Heavy Rare Earths (HREE)
Europium, gadolinium, terbium, dysprosium, holmium, erbium, thulium, ytterbium, and lutetium (atomic numbers 63-71). HREEs are more scarce, higher cost to process, and command premium prices. Supply concentration outside China is minimal. Dy and Tb face tight supply due to magnet demand.
Key characteristics:
- Lower ore abundance.
- More difficult separation chemistry.
- Higher production costs.
- Limited alternative supply sources outside China.
- Dy and Tb supply constraints drive premium prices during demand spikes.
Magnet REEs: The Investment Hotspot
Neodymium, praseodymium, dysprosium, and terbium. These four elements are critical for permanent magnet manufacturing, particularly neodymium-iron-boron (NdFeB) magnets used in electric vehicle motors and wind turbine generators. Magnet REEs face the tightest supply constraints and the strongest demand growth.
Learn more about magnet REE investing
Why "Rare" Is Misleading for Investors
Rare earth elements are not rare in the Earth's crust. Cerium is more abundant than copper. Yttrium is as abundant as lead. The term "rare earth" originated in the 18th century when these elements were first discovered in rare minerals. The name stuck, even though it became inaccurate.
The real scarcity is not elemental but structural:
Mining Scarcity
REE ores are geographically concentrated. China, Vietnam, and a few other nations control major deposits.
Processing Scarcity
Separation and refining capacity is highly concentrated, especially in China. Building new capacity is capital-intensive and technically challenging.
End-Market Scarcity
Specific elements (Dy, Tb for high-temp magnets) face genuine supply constraints when downstream demand (EV, wind) accelerates.
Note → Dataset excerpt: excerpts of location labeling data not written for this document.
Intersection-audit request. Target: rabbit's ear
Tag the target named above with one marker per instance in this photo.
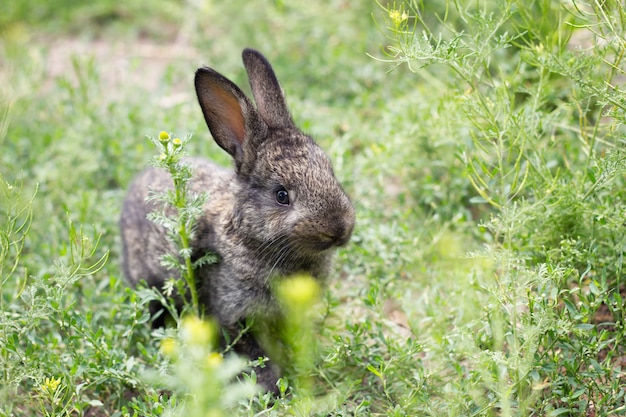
(266, 90)
(229, 114)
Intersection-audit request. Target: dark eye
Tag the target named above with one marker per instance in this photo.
(282, 197)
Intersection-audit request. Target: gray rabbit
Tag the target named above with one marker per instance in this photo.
(281, 211)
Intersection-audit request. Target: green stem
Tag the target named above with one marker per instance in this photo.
(181, 201)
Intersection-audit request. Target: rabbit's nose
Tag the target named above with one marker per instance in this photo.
(342, 229)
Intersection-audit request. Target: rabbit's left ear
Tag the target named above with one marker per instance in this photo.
(266, 90)
(230, 116)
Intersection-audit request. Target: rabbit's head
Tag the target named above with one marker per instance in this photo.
(288, 201)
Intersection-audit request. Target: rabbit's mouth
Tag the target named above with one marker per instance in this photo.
(325, 242)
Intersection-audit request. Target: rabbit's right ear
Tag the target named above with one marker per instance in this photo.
(229, 114)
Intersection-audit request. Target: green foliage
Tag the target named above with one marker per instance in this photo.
(483, 147)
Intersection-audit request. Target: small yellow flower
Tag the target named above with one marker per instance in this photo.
(299, 291)
(164, 136)
(169, 347)
(398, 17)
(198, 332)
(214, 359)
(50, 386)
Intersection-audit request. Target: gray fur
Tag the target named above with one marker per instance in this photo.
(258, 240)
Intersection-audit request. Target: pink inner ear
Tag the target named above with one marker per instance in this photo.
(228, 111)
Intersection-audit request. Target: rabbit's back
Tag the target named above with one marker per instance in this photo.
(144, 242)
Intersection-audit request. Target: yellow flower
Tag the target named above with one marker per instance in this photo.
(198, 332)
(50, 385)
(398, 17)
(214, 359)
(299, 291)
(164, 136)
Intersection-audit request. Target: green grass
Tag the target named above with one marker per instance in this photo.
(483, 145)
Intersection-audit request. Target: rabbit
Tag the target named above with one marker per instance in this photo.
(281, 210)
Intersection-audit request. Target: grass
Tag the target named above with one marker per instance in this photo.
(483, 145)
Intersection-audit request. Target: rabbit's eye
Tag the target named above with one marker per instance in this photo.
(282, 197)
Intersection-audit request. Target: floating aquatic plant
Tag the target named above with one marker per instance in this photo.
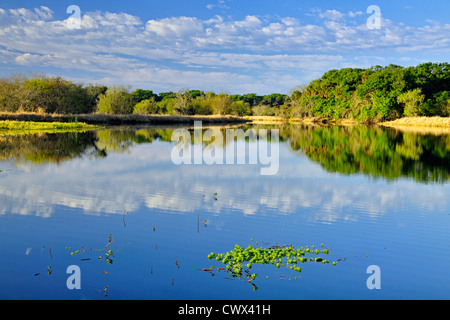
(240, 260)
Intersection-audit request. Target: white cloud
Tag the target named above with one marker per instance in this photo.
(169, 50)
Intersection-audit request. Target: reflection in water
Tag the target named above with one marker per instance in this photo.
(376, 152)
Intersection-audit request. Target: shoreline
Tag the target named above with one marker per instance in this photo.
(135, 119)
(114, 120)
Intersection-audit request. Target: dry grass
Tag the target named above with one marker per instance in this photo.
(442, 122)
(107, 119)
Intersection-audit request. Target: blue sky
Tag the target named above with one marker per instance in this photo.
(217, 45)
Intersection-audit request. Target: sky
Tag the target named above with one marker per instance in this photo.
(232, 46)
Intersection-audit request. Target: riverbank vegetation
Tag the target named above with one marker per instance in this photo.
(377, 94)
(24, 126)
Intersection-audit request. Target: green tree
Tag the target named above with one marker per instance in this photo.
(116, 100)
(148, 106)
(412, 102)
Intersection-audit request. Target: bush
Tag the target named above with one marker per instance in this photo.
(412, 101)
(148, 106)
(116, 100)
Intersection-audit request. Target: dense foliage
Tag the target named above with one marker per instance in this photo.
(381, 93)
Common Forms and Processing Stages
REE products come in various forms depending on processing stage:
- Ore concentrate: Mining output, typically 60-70% REE oxide equivalent. Sold to separators.
- REE oxide: Separated element in oxide form. Intermediate product between concentrate and metal.
- REE metal: Pure metallic form. Higher value, lower volume. Used in alloys and some magnets.
- Alloys: NdFeB magnets, SmCo magnets, and other pre-formed products for end-users.
Investors should track which companies operate at which stage. Miners sell concentrate. Separators produce oxides and metals. Magnet makers use alloys or refined metals.
Investable Elements vs. Niche Elements
Not all 17 REEs warrant dedicated investing attention. Promethium is radioactive and produced in tiny quantities. Several HREEs (Ho, Er, Tm, Lu) have niche applications with limited market liquidity.
Focus your analysis on:
- Magnet REEs: Nd, Pr, Dy, Tb. Strongest demand growth and supply constraints.
- Major LREEs: La, Ce, Nd, Pr. Largest production volumes and market visibility.
- Supply-constrained HREEs: Dy, Tb, Eu. Tightest supplies and highest volatility.
- Sc and Y: Independent supply chains worth tracking separately.
Key Takeaways
- 17 elements comprise the rare earth group. They are not actually rare in abundance.
- Scarcity is driven by mining concentration, processing bottlenecks, and geopolitical leverage.
- Magnet REEs (Nd, Pr, Dy, Tb) dominate investor attention due to EV and wind demand.
- Classification into LREE and HREE reflects both geology and economics.
- Understanding element-specific supply chains and end-markets is critical for investment thesis.